Running tests on one model looks very similar to running a model: use the --models flag (or -m flag), followed by the name of the model:

dbt test --models customers

Check out the model selection syntax documentation for more operators and examples.

#37. How do I test and document seeds?

To test and document seeds, use a schema file and nest the configurations under a seeds: key

Example:

data/schema.yml
version: 2
seeds:
- name: country_codes
description: A mapping of two letter country codes to country names
columns:
- name: country_code
tests:
- unique
- not_null
- name: country_name
tests:
- unique
- not_null

#38. Do model names need to be unique?

Yes! To build dependencies between models, you need to use the ref function. The ref function only takes one argument — the model name (i.e. the filename). As a result, these model names need to be unique, even if they are in distinct folders.

Often, this question comes up because users want to give two models the same name in their warehouse, splitting them across separate schemas (e.g. stripe.users and app.users). Checkout the docs on custom aliases and custom schemas to achieve this.

#39. I got an "unused model configurations" error message, what does this mean?

You might have forgotten to nest your configurations under your project name, or you might be trying to apply configurations to a directory that doesn't exist. Check out this article to understand more.

#40. When should I run my tests?

You should run your tests whenever you are writing new code (to ensure you haven't broken any existing models by changing SQL), and whenever you run your transformations in production (to ensure that your assumptions about your source data are still valid).

#41. Which materialization should I use for my model?

Start out with views, and then change models to tables when required for performance reasons (i.e. downstream queries have slowed).

Check out the docs on materializations for advice on when to use each materialization.

#42. How did dbt choose which schema to build my models in?

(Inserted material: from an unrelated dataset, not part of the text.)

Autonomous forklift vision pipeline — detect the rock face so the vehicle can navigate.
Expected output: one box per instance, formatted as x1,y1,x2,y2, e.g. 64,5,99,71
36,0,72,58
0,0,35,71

By default, dbt builds models in your target schema. To change your target schema:

  • If you're developing in dbt Cloud, these are set for each user when you first use a development environment.
  • If you're developing with the dbt CLI, this is the schema: parameter in your profiles.yml file.

If you wish to split your models across multiple schemas, check out the docs on using custom schemas

Note: on BigQuery, dataset is used interchangeably with schema.